Reel Reviews | Barbara Walters: Tell Me Everything

by Tim Gordon

In Barbara Walters: Tell Me Everything, director Jackie Jesko crafts a deeply reverent yet clear-eyed portrait of the woman who all but defined modern broadcast journalism.

With heavyweight executive producers Ron Howard and Brian Grazer backing the project under their Imagine Documentaries banner, this 2025 documentary weaves archival footage with candid reflections from colleagues, friends, and admirers, including Oprah Winfrey, Joy Behar, Connie Chung, and Katie Couric.

Walters’ life is a testament to ambition and resilience. Beginning her career in 1951, just four years after television’s commercial boom, she quickly became the medium’s “First Lady.” But as Jesko’s film reveals, that crown came at a cost. Walters’ professional ascension into the platinum standard for news reporting mirrored a personal life that saw her married four times and wrestling with the regret of not having more children.

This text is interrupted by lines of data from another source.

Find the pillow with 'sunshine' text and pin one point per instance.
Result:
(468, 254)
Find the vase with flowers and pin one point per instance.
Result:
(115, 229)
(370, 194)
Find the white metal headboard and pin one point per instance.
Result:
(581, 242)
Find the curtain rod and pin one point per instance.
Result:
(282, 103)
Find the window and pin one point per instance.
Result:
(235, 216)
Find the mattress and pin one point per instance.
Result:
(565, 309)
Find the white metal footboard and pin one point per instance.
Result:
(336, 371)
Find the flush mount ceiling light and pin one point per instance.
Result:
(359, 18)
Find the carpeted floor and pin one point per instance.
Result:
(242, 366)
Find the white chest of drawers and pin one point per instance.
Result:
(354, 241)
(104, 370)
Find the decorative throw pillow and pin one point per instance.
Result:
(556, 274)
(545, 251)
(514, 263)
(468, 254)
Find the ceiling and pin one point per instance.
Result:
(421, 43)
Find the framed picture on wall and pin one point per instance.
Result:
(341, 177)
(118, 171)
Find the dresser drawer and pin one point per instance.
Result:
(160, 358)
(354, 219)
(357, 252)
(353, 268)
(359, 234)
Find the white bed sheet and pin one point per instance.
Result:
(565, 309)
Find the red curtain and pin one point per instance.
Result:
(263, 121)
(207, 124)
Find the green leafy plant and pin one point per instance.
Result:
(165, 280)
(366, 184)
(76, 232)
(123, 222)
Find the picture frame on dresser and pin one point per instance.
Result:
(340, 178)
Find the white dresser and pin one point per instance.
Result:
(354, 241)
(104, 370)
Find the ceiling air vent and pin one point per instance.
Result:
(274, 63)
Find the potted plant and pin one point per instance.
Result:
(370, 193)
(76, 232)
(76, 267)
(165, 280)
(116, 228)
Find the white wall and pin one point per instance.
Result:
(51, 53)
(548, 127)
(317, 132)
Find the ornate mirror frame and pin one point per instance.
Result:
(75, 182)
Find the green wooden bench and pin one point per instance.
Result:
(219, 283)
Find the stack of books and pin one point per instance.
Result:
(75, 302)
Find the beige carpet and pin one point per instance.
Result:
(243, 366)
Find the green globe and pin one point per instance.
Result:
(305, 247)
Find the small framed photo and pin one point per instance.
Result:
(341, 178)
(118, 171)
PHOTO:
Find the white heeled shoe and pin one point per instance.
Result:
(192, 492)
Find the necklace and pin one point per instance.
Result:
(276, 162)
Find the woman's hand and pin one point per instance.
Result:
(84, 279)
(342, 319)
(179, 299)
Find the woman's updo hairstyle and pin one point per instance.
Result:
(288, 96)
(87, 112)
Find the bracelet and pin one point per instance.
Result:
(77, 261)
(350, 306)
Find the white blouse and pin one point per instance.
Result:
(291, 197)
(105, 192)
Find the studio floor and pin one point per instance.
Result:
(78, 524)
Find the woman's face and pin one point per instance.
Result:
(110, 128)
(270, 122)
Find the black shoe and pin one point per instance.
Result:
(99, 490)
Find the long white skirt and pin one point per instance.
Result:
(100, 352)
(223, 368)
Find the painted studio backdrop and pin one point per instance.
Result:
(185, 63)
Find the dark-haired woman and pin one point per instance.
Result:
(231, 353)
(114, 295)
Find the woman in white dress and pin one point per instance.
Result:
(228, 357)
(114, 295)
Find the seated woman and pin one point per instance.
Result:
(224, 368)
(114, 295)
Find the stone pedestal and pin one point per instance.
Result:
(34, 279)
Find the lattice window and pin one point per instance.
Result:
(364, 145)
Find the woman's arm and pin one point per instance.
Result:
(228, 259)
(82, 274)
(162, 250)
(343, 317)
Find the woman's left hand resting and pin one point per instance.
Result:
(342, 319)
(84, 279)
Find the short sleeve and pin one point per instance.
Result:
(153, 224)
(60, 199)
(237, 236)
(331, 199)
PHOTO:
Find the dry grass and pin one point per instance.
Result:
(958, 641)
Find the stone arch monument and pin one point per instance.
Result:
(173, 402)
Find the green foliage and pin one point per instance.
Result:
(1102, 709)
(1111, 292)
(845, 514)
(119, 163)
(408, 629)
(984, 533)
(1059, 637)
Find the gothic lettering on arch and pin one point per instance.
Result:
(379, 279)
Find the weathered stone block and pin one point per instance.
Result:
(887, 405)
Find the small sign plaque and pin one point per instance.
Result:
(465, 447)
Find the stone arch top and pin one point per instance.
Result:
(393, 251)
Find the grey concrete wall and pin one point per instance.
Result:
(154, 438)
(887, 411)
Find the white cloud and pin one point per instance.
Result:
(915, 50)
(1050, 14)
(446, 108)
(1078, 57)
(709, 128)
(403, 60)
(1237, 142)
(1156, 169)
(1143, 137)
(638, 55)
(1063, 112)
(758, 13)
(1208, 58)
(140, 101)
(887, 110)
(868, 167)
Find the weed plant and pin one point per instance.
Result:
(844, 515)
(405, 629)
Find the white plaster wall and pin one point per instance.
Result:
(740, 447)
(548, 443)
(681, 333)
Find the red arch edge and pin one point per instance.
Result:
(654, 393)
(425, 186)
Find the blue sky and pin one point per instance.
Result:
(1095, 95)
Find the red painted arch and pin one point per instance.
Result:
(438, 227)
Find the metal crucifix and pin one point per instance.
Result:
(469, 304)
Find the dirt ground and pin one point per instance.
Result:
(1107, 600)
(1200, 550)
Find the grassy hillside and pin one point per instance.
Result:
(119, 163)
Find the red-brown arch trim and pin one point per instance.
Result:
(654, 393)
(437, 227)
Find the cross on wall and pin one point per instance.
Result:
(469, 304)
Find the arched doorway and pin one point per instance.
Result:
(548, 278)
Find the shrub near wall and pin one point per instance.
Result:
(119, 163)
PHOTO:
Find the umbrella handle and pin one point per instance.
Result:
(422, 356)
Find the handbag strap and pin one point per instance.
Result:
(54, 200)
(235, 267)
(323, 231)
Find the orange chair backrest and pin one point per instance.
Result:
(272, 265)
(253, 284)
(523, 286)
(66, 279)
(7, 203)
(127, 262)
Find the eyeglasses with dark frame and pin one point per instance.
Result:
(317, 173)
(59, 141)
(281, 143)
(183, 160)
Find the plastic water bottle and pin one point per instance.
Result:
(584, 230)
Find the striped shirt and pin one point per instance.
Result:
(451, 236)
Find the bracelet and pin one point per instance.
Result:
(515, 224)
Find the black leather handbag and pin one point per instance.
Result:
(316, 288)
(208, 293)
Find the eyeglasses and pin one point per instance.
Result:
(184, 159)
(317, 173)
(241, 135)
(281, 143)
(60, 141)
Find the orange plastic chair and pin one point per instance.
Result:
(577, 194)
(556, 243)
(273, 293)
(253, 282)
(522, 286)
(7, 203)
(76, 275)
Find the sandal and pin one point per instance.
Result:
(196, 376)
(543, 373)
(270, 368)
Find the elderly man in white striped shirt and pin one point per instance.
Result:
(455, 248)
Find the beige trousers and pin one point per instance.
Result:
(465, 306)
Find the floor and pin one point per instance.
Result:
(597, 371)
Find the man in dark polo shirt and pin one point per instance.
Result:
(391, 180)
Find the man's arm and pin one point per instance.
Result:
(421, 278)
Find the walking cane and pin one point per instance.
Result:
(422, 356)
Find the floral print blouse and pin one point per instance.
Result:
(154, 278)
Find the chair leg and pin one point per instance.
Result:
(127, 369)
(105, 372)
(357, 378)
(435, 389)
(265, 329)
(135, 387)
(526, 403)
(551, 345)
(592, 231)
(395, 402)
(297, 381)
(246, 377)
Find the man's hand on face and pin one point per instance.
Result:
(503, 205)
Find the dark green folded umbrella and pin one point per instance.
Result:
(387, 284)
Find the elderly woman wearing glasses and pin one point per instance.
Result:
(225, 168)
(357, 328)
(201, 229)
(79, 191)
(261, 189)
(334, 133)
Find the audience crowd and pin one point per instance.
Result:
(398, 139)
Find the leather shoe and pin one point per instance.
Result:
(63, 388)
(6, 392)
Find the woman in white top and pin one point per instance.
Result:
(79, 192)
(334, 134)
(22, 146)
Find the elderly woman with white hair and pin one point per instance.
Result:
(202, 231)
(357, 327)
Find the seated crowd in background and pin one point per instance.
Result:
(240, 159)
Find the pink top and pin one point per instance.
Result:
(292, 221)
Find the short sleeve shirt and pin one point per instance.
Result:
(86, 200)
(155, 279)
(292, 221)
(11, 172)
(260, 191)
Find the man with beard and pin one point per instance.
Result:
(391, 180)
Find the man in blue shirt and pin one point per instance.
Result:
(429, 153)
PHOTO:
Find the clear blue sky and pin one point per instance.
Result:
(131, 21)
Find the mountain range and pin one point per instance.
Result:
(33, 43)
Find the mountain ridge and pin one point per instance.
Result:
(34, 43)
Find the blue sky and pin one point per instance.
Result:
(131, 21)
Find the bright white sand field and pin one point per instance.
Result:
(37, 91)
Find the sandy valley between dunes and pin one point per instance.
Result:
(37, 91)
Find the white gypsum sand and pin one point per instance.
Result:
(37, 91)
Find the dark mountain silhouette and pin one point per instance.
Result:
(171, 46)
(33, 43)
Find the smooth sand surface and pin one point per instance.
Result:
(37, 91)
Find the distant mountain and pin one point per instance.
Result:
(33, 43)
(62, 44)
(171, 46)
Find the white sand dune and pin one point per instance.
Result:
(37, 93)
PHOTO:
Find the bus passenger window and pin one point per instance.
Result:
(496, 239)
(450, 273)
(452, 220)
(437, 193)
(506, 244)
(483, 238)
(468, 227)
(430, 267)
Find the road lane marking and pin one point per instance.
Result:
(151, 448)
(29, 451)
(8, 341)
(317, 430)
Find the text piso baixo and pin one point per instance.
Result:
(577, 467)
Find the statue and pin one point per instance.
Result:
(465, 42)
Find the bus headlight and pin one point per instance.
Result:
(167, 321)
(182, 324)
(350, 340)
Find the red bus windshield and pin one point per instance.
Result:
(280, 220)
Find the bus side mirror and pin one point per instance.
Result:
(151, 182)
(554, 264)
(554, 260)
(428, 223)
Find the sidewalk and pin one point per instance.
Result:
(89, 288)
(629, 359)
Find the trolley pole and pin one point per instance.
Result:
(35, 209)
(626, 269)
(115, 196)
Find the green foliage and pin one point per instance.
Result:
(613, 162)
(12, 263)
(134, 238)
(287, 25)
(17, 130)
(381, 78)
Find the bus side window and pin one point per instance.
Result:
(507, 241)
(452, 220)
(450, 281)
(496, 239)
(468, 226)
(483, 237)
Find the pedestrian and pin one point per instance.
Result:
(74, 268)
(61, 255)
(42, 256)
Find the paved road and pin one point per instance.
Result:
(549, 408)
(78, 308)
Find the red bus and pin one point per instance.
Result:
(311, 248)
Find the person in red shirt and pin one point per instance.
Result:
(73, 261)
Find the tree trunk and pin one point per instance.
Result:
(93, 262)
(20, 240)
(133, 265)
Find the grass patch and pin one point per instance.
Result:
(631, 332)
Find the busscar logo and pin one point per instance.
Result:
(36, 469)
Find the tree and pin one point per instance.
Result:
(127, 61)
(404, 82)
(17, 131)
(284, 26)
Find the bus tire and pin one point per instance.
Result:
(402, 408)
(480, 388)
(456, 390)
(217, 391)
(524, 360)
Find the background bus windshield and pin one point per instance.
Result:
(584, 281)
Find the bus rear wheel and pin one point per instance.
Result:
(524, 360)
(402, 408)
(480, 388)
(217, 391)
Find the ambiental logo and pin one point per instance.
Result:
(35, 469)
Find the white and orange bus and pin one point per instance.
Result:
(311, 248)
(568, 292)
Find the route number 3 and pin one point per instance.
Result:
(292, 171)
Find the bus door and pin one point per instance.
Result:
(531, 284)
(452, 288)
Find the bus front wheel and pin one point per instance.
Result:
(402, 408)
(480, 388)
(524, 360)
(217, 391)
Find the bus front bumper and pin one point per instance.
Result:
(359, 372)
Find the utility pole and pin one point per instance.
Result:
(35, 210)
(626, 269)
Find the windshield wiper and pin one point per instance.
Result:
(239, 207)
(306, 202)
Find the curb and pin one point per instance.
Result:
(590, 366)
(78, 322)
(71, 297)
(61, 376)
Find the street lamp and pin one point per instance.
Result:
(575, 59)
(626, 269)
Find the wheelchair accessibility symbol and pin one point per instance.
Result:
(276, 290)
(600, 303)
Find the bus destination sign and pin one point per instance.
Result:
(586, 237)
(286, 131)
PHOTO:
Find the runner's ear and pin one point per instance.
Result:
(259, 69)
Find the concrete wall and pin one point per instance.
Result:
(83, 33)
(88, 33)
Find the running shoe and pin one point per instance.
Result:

The film doesn’t shy away from the sexism that plagued her early days. At a time when the notion of a woman reporting on politics or global conflicts seemed laughable to male executives, Walters carved out space with a trademark interviewing style that combined warmth with unflinching curiosity. From presidents to pop icons to dictators, her guest list reads like a 20th-century time capsule: Nixon to Obama, Castro to Saddam Hussein, Katharine Hepburn to Monica Lewinsky.

Yet what makes Tell Me Everything more than just a highlight reel is its introspection. Jesko digs into Walters’ family upbringing, revealing insecurities and self-doubt behind the poised TV persona. There’s a lovely moment late in the film where the tables are turned—Walters, the queen of questions, becomes the subject, sharing her perspectives with a rawness rarely seen on camera.

Her legacy is undeniable: The documentary rightly credits Walters with breaking barriers that paved the way for the likes of Diane Sawyer, Jane Pauley, and Katie Couric. The scenes revisiting the creation of The View remind us that even late in her career, she was still reinventing what women’s voices could mean on television.

If there’s a quibble, it’s that the film sometimes slips into hagiography, never fully reconciling how Walters’ relentless pursuit of the next big interview sometimes overshadowed the personal connections she longed for. Still, by the final reel, it’s clear: Barbara Walters didn’t just cover the news, she made it.

Barbara Walters: Tell Me Everything is a fitting tribute to a broadcast titan who spent her life getting others to talk, but in the end, finally tells us everything about herself.